In POETIC trial, patients with Ki672w remaining “High” after 2wks of AI have substantially poorer prognosis than those with Ki672w at a low level. We categorised tumours into classes according to Ki67 at B and at 2wk: 28 HighB-High2wk, 77 HighB-Low2wk, 13 LowB-Low2wk and 0 LowB-High2wk.  There were 107 modules differentially expressed across these classes with a false discovery rate <0.5%. Unsupervised hierarchical clustering of samples with these module-scores revealed that 29 immune-related modules covering immune-tolerance, IFN-gamma biology and gene signatures associated with response to checkpoint inhibitors such as durvalumab, were significantly upregulated in HighB-High2wk tumours.
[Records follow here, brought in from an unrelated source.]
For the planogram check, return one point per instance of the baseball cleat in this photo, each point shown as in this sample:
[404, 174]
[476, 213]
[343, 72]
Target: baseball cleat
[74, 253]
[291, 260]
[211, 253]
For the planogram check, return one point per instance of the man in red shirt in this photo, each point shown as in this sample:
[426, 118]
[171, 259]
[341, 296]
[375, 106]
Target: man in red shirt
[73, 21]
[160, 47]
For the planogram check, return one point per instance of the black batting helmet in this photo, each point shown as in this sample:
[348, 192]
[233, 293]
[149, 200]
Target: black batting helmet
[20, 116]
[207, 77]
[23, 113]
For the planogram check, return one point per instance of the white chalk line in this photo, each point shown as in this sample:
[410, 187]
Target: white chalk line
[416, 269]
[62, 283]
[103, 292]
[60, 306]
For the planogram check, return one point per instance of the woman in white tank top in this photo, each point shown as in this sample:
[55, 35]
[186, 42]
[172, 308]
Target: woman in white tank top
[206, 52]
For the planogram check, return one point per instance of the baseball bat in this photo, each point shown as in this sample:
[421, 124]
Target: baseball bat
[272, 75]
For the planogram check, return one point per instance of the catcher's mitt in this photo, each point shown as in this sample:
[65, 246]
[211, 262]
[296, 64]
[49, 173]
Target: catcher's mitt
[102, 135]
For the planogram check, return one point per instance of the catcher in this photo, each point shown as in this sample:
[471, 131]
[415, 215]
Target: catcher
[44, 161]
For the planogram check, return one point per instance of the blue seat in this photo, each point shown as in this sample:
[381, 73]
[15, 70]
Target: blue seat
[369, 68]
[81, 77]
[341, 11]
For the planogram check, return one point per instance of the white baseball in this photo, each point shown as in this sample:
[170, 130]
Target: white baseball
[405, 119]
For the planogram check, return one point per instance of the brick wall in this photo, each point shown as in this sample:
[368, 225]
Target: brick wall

These modules include some genes involving immune-tolerance previously associated with resistance to endocrine therapy. As expected, downregulation of proliferation-related modules was observed in all tumours following 2wks of AI.

Conclusion

Several immune-related gene modules were upregulated in BC tumours with early resistance to AI. Our results suggest that high immune-tolerance could be associated to early resistance to AI and warrant further investigation on the use of immune-checkpoint component inhibition in this setting.

 

Impact statement

A potential role of immunotherapy in ER+BC-resistant to AI, providing rationale for immune-checkpoint inhibition in this setting.